Ho avuto l'onore di scambiare quattro chiacchiere con Paolo Sessa, frontman dei Malatja, storico trio di Angri (SA) che si è affermato grazie a un rock energico e testi in dialetto con punte di ironia.
Nati nel 1993, mentre a Seattle sbocciava il grunge, i Malatja resistono ancora insieme a tutta a forza che caratterizza i loro seguitissimi live. Ma la figura di Paolo Sessa desta curiosità anche per la sua vita "a due facce": la potenza e l'inibizione dei live sembrano di fatto scontrarsi con la rigorosa veste che Paolo è tenuto ad assumere nella vita di tutti i giorni: professore di Italiano e Latino presso gli istituti superiori.
Intanto in primavera uscirà il nuovo album, segnato da prestigiose collaborazioni e una svolta che potremmo definire "epocale". Ho posto un po' di domande a Paolo, a proposito dei Malatja, del nuovo album e della curiosa convivenza tra rocker e professore nei panni della stessa persona.
Ciao Paolo, i Malatja sono reduci da più di
20 anni di carriera con alle spalle quattro album e innumerevoli live. Cosa
significa per te questo progetto, come e quando nasce?
E' un
progetto del tutto nuovo per noi perché è il primo lavoro in lingua italiana e
ti assicuro che nasce da un'esigenza del tutto spontanea. Avevo bisogno di
scrivere in italiano era il momento di farlo e non saprei dirti il perché.
Quali sono
gli artisti italiani e internazionali che hanno maggiormente influenzato
la tua formazione musicale?
Adoro
Hendrix, sono cresciuto a pane e Sex Pistols passando per il grunge, ma ti
assicuro che ascolto i grandi della musica di ogni genere e divoro inediti di
continuo.
Forse non tutti sanno che dietro un
inossidabile rocker come te si nasconde un professore di italiano e latino.

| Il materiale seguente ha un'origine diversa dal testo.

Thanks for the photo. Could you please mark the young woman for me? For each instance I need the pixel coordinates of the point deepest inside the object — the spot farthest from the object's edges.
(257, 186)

Qual è il rapporto con i tuoi alunni? Cosa pensano della tua “seconda vita” da
rocker? La musica in qualche modo influenza la tua professione e/o viceversa?
Parli
della mia vita bipolare? (ride) Ebbene non
lo è perché in entrambi i casi ho a che fare con platee e devo
necessariamente interessare, essere accattivante nella comunicazione quindi i
due mondi si somigliano molto, se ci rifletti bene. Quanto al rapporto coi miei
alunni, cosa dire? Tu non vorresti uno figo come me che ti parla di Dante?
Magari avessi avuto un Prof così! Cosa
pensi della scena italiana indipendente degli ultimi anni? C’è qualche artista
che secondo te vale particolarmente la pena di seguire?
Mi
piacciono un sacco di band, adoro i gruppi energici che non la mandano a dire,
forse un po' meno il cantautorato, ora sarò impopolare visto il successo degli
ultimi anni (ride)
Il marchio di fabbrica dei Malatja è un
hard rock in dialetto salernitano, con punte di ironia. Con il nuovo album vi
cimentate prima volta con testi interamente in Italiano, come mai questa
scelta?
L'ironia
è sempre viva e morirà con noi ma credimi non sarà così diverso sentire i
Malatja in italiano, il nostro groove e la nostra energia restano quelli.
Ci parli in generale della genesi di
questo album, dei temi trattati e tutto
quello che c’è da sapere su questa nuova produzione?
Abbiamo
un bel po' di collaborazioni: Francesco Di Bella, Nicodemo, Denise, Stefano Di
Martino, Daniele Mazzotta ed altri. Posso dirti che è un disco fatto di cose intime,
forse anche poetico a tratti anche se sorrido a pensarci. Ho raccolto le
emozioni, i sentimenti e le persone importanti in questi anni e li ho
incastrati in un budello "glitterato" il tutto condito da un sound veramente
interessante.
Dopo anni di carriera, tanti concerti e
importanti collaborazioni, dove vogliono arrivare i Malatja?
Vogliono
semplicemente comunicare la loro idea del mondo e della vita, non inseguiamo il
successo, vogliamo solo essere noi stessi e gridare la nostra verità dal palco.